Resource pack section 1A
DEBATING MATTERS – THE ETHOS
The Debating Matters Competition has been running in schools since 2002. From its inception, Debating Matters has championed a different approach to schools debating, one where substance is emphasised over style, and young people are taken seriously. Interaction, and a critical engagement with both the topics and one another, lie at the heart of the competition’s format and offer students a unique intellectual challenge. Students are required to conduct in-depth research, to examine the merits of competing perspectives in a debate and to question their own viewpoints. There is no false flattery in the Debating Matters Competition, rather, through a dynamic interaction with the judging panel and the audience during debates, students are held to account on their arguments, challenged to substantiate their case and encouraged to delve deeper in to key contemporary questions. Students are applauded for their successes and critiqued for their weaknesses. In the words of former participant, Sam Burt: “Debating Matters is a short, sharp shock that can jolt smart young things out of their complacency and onto a more rewarding path of independent thought.” For further details on the format see section 2.

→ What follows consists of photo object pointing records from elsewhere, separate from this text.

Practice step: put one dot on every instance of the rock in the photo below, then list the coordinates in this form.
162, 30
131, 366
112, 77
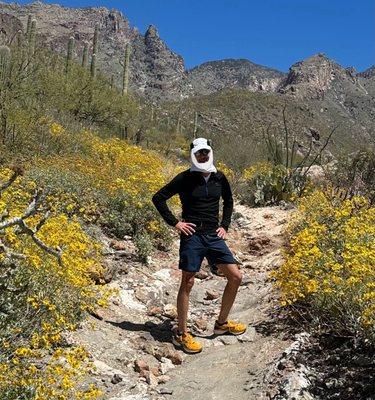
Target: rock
151, 379
170, 311
116, 379
248, 336
165, 391
258, 245
246, 280
164, 379
166, 365
101, 368
175, 357
143, 295
155, 311
141, 367
211, 295
227, 340
117, 245
202, 274
201, 324
155, 371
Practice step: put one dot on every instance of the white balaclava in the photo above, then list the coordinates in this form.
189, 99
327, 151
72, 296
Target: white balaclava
208, 166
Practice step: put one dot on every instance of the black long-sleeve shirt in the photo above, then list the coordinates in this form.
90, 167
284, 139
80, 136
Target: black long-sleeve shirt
199, 199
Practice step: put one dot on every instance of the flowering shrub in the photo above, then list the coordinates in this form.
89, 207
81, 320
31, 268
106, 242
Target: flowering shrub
330, 262
47, 268
267, 184
111, 183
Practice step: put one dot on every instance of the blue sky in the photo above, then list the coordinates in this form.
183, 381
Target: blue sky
275, 33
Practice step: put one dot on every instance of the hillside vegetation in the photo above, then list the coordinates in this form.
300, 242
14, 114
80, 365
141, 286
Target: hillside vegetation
78, 154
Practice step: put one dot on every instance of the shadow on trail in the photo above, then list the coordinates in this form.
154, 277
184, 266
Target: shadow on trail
160, 332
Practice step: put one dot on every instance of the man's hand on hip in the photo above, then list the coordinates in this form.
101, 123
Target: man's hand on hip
185, 227
221, 232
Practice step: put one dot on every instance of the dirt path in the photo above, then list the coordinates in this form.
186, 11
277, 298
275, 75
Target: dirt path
130, 341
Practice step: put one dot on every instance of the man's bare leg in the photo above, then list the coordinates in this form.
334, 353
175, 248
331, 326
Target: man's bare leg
234, 277
187, 282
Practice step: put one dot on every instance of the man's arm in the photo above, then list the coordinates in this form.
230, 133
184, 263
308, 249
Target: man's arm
160, 199
228, 203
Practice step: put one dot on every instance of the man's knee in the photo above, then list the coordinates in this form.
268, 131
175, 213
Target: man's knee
187, 280
234, 275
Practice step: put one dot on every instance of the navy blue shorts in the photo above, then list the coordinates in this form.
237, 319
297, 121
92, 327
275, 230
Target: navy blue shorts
194, 248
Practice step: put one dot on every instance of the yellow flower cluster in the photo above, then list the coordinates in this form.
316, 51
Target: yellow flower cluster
54, 292
259, 168
111, 166
57, 380
330, 262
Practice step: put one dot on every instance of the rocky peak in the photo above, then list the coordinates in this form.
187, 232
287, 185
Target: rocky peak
233, 73
152, 33
315, 76
368, 73
155, 70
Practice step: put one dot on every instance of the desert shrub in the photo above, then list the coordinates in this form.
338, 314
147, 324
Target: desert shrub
267, 184
48, 266
111, 183
355, 174
330, 263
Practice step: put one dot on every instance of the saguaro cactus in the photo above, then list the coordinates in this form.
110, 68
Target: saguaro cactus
94, 51
31, 39
69, 55
85, 54
28, 26
125, 77
4, 63
195, 126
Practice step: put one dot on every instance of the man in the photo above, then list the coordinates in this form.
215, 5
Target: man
200, 189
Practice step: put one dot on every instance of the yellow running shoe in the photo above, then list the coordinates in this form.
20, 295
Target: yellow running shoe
187, 342
231, 327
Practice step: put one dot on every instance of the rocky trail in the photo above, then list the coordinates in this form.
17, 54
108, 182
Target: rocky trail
131, 340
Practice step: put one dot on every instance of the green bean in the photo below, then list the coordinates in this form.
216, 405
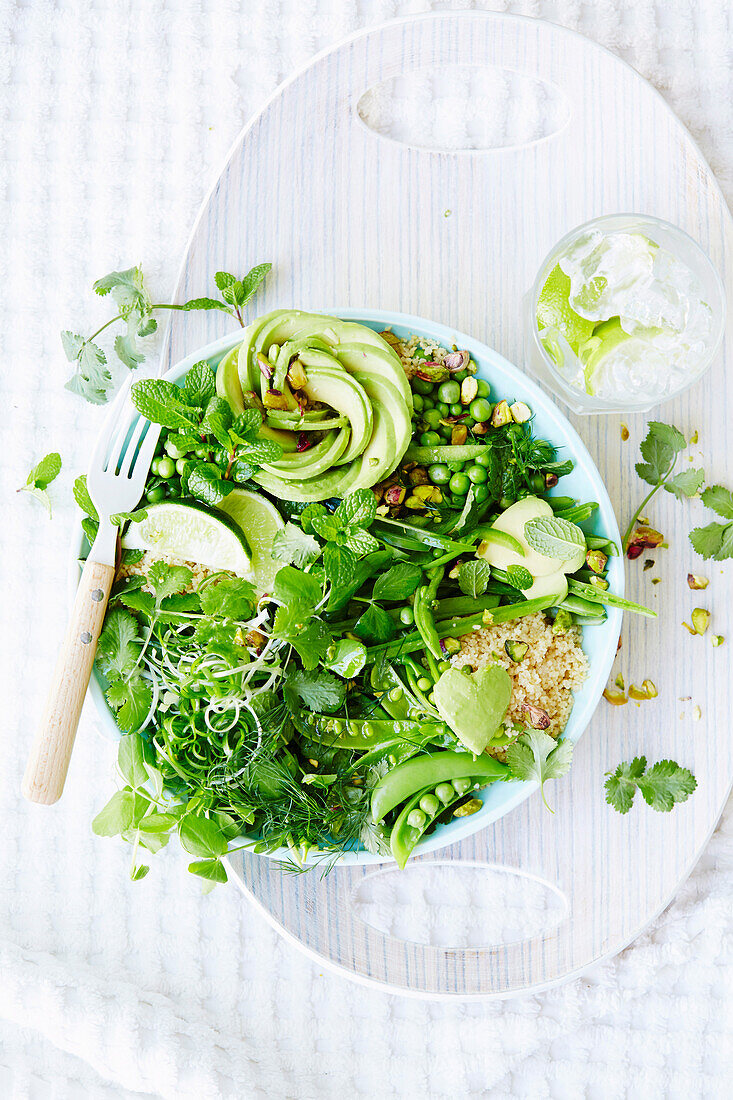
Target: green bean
427, 771
600, 596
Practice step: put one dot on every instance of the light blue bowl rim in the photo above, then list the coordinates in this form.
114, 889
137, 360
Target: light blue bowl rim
584, 483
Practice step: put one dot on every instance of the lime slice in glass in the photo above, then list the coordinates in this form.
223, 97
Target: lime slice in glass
259, 519
188, 531
555, 311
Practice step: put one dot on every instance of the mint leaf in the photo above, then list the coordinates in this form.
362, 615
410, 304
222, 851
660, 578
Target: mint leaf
709, 540
348, 660
359, 507
374, 626
293, 547
162, 402
206, 483
537, 757
320, 692
720, 499
554, 537
398, 582
200, 385
473, 576
228, 597
686, 483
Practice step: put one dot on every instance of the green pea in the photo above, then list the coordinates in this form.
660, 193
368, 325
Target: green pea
429, 439
480, 408
439, 473
422, 386
429, 804
449, 392
166, 468
459, 484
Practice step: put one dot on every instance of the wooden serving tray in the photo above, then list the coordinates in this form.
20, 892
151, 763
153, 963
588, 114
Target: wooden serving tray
349, 217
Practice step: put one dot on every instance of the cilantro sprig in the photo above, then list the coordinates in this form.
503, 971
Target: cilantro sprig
91, 377
41, 476
663, 785
715, 540
660, 449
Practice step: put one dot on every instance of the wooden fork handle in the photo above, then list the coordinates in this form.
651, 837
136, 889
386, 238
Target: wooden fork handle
51, 752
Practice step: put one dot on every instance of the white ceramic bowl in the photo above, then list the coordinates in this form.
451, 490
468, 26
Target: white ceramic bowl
584, 483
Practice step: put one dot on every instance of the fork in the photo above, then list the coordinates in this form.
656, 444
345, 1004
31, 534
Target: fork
116, 482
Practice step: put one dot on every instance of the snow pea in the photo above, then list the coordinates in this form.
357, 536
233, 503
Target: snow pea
367, 733
429, 770
422, 811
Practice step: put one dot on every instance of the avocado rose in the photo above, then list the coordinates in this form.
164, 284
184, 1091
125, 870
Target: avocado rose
335, 396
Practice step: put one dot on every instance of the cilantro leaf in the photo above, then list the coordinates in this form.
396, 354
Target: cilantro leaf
709, 540
686, 483
320, 692
167, 580
621, 787
663, 785
162, 402
720, 499
119, 644
374, 625
359, 507
398, 582
537, 757
293, 547
473, 576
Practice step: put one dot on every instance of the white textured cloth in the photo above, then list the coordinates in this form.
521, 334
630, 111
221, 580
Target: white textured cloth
116, 118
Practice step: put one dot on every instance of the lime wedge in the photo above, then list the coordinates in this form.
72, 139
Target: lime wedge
554, 310
189, 532
259, 519
606, 337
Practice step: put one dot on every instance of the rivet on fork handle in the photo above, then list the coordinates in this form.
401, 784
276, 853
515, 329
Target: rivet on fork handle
47, 765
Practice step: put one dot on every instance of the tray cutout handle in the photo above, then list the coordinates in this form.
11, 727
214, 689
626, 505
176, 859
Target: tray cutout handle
457, 905
465, 108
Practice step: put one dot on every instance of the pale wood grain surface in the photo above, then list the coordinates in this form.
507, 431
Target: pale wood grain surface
51, 751
352, 219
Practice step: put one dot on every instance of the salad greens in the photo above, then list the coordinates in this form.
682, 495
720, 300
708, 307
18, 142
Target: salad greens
41, 476
91, 378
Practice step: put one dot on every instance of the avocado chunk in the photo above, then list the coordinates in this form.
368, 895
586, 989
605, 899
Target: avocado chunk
473, 705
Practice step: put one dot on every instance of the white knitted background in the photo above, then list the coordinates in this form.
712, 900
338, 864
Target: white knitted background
116, 116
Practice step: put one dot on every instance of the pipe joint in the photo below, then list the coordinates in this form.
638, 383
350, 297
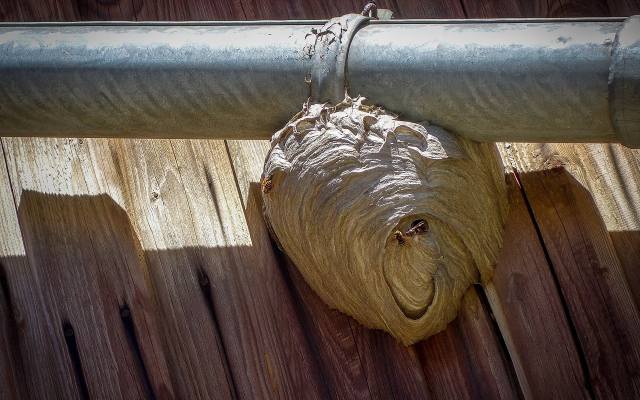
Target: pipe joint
328, 48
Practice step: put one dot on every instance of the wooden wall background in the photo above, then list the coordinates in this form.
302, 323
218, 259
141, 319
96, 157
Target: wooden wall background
142, 268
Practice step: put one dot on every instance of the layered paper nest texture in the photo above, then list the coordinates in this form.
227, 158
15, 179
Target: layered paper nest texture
388, 221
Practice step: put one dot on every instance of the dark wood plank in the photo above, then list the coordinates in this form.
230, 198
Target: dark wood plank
466, 361
530, 312
623, 8
592, 281
74, 267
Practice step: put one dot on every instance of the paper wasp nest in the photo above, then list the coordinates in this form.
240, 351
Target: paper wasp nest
388, 221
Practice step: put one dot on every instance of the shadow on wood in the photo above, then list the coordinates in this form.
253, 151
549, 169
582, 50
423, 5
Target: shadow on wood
84, 318
83, 315
592, 281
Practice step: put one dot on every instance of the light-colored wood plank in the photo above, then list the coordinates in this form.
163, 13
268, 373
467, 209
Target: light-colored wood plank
83, 251
611, 174
182, 195
47, 369
591, 279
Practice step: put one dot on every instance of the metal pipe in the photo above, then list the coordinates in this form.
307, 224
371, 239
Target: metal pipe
572, 80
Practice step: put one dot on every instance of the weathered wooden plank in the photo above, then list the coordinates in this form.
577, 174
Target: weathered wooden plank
591, 278
12, 384
47, 369
610, 173
530, 313
73, 265
190, 214
466, 360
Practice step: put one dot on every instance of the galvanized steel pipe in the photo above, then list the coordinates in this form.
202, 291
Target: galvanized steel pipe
574, 80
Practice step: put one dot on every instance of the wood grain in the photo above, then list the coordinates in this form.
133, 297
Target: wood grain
530, 312
591, 278
187, 218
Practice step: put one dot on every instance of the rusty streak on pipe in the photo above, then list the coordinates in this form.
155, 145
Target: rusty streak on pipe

“WHAT YOUNGER STUDENTS REALLY NEED IS A CLEAR FOCUS” Tom Finn-Kelcey,
Queen Elizabeth’s Grammar School, Faversham “What younger students really need is a clear focus, which is why I start them off on the Debating Matters topic guides and format straight away. Debates on animal experimentation, competitive sport, film and videogame censorship have been big hits with this age group. Even if the students don’t grasp the deeper philosophical arguments in these debates, they have plenty of concrete, factual material to work with”.
“EACH DEBATER HAS AT LEAST A WEEK TO PREPARE” Ben Morse, Assistant Head of Sixth Form, The Piggott School, Reading
“Every season we run a few meetings, getting interested students together. I give them a list of issues and tell them to prepare and perform a one minute speech arguing passionately for, or against. The list changes each year and has a mixture of serious and silly topics – from abortions to Marmite. This is a nice gentle lead in, can give everyone some laughs and allows you to gauge strengths and weaknesses. After that, we pick our motions which are always DM motions. Each debater has at least a week to prepare, and posters are put up to advertise when and where”.

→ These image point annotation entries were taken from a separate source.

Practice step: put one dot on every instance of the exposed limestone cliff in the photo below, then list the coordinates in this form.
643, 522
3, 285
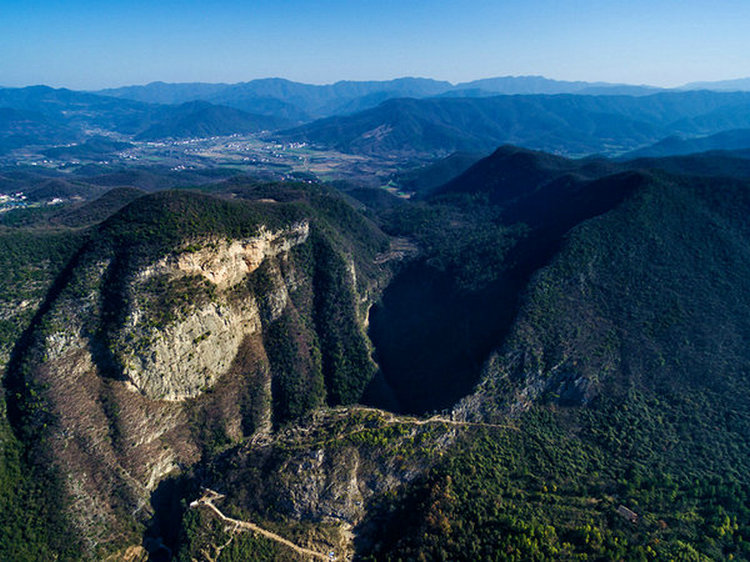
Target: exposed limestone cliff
184, 356
140, 367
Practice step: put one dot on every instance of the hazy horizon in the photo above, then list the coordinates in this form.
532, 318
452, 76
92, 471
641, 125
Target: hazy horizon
88, 45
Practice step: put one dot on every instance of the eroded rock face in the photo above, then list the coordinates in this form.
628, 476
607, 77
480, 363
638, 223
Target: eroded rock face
183, 357
187, 357
226, 262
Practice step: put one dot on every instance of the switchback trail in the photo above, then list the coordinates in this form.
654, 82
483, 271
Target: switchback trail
208, 499
388, 417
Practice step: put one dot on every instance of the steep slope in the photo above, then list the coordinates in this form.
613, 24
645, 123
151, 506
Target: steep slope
627, 372
185, 324
426, 178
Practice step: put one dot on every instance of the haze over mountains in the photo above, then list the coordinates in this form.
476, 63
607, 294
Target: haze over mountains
408, 116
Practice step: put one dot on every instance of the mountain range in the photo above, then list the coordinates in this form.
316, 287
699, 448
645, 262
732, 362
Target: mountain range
406, 116
538, 358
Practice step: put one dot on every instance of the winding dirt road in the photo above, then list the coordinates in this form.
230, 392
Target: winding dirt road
208, 500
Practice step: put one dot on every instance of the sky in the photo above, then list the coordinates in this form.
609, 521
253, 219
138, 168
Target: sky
82, 44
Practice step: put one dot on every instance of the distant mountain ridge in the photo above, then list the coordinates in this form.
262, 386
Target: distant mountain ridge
564, 124
307, 101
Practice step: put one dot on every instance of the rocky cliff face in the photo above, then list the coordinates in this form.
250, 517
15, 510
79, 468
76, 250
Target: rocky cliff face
180, 356
136, 372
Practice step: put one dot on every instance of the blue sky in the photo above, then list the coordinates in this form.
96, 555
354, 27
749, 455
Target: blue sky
84, 44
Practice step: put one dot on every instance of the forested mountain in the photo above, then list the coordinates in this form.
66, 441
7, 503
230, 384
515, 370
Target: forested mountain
551, 353
735, 139
565, 124
303, 102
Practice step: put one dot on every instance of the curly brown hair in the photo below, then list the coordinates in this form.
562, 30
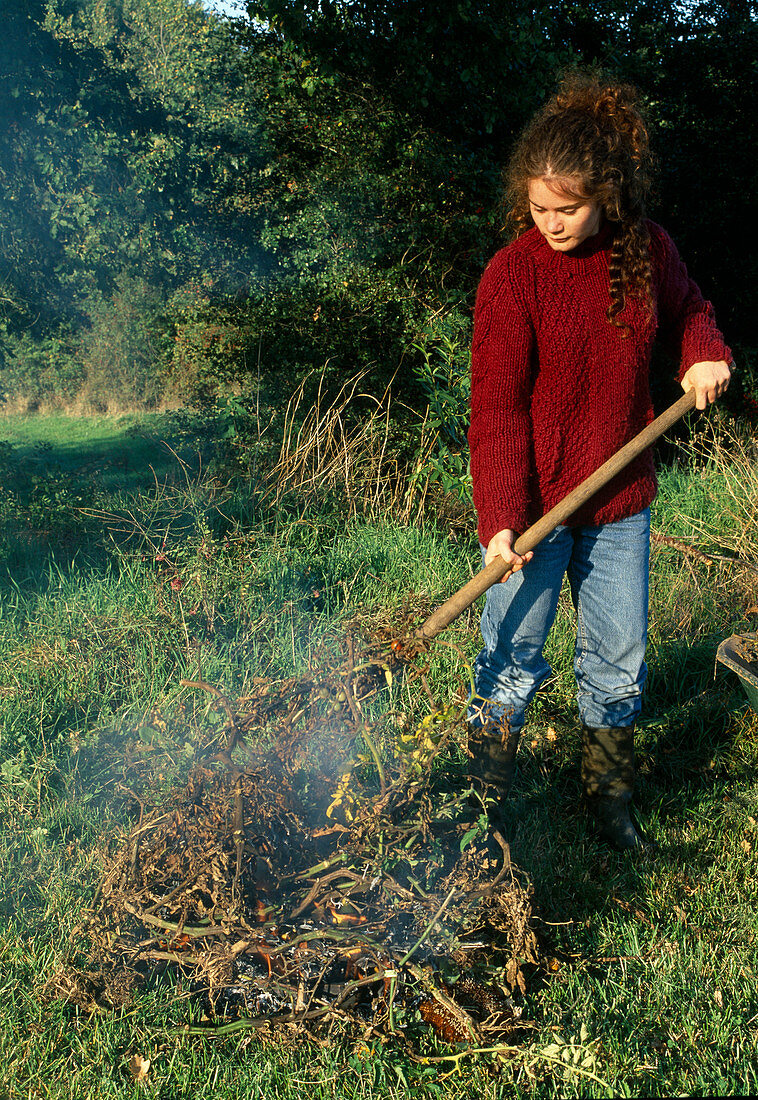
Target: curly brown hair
593, 132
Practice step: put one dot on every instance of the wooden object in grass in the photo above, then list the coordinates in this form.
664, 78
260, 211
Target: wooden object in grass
497, 570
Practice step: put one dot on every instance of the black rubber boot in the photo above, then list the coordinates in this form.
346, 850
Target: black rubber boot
492, 766
608, 781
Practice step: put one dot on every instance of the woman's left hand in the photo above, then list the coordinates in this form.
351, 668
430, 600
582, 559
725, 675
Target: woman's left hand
709, 381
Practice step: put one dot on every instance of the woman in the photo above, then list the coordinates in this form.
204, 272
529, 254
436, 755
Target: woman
564, 325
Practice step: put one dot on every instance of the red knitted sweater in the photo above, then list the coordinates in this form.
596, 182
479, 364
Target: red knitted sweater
557, 388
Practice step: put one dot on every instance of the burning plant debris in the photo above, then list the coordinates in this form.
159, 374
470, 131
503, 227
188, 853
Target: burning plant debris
315, 868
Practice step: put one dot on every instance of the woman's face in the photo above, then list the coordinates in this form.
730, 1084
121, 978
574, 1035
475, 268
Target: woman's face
562, 219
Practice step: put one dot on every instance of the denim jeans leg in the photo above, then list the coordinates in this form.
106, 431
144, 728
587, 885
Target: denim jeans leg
608, 574
515, 625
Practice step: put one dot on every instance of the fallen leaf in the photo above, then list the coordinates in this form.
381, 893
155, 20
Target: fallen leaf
138, 1067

“THE SCHOOL HAS NEVER HAD A DEBATING CLUB BEFORE” Meg Franklin, Teacher, William Ellis School, London
“I started at my school in September and quickly set up a debating club. The school has never had a debating club before, so I knew that I would have to publicise it well. I started by getting my Sixth Form Politics students interested and found that they were happy to help organise it. I have had good levels of participation, but I still want to get greater numbers attending, especially from younger years. It’s great to see the boys enjoying it though; arguing, disagreeing, airing their opinions and, generally, getting to grips with some relevant and interesting topics”.

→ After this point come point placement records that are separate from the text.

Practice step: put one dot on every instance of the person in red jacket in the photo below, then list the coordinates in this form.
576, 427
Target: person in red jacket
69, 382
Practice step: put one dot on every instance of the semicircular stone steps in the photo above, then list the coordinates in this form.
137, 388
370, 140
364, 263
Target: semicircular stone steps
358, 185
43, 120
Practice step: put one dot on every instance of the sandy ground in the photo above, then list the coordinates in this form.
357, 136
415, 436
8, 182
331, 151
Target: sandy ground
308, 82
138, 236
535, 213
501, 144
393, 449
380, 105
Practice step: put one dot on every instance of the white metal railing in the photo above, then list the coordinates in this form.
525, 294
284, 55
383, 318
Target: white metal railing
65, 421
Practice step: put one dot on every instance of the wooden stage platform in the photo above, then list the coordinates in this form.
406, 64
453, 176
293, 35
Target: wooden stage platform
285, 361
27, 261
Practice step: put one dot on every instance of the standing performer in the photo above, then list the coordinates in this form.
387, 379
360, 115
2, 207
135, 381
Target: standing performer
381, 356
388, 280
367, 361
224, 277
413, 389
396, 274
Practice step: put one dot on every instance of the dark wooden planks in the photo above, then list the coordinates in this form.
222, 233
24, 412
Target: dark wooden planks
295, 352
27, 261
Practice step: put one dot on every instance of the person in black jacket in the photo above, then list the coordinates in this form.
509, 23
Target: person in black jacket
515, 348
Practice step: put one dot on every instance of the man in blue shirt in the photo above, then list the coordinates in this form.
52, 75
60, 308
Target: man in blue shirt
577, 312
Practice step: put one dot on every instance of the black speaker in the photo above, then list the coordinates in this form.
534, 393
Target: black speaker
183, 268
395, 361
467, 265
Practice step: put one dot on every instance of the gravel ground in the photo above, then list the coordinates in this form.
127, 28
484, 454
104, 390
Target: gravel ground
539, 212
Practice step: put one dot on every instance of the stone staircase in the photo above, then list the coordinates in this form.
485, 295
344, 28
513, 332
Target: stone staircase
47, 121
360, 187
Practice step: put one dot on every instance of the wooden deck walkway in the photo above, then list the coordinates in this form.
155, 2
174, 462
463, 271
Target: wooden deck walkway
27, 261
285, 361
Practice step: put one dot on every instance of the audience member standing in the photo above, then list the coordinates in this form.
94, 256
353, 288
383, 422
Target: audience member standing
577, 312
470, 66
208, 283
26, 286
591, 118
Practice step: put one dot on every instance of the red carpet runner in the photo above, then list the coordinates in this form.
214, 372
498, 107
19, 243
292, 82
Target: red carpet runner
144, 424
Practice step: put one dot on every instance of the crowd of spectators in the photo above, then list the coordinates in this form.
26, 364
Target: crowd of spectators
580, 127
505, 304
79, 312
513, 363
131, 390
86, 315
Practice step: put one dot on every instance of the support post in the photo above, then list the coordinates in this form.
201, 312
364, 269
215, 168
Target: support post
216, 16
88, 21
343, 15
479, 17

“I STARTED SMALL WITH A CLUB THAT LOOKED AT THE BIG TOPICS IN THE NEWS” Ben Harding, Head of Sixth Form, Beckfoot School, Bradford
“I started small with a club that looked at the big topics in the news. It was a talking shop that allowed them to listen and express ideas. One initial barrier for some of our students was just the stigma attached to debating and debate clubs, and so we kept it very informal. When we got the topics right the classroom was packed and there was a real buzz to the sessions. The students that started that group in Year 7 are now the Year 13s that have just qualified for the Debating Matters final, and the seeds that we sowed early on have been key to their later drive and enthusiasm”.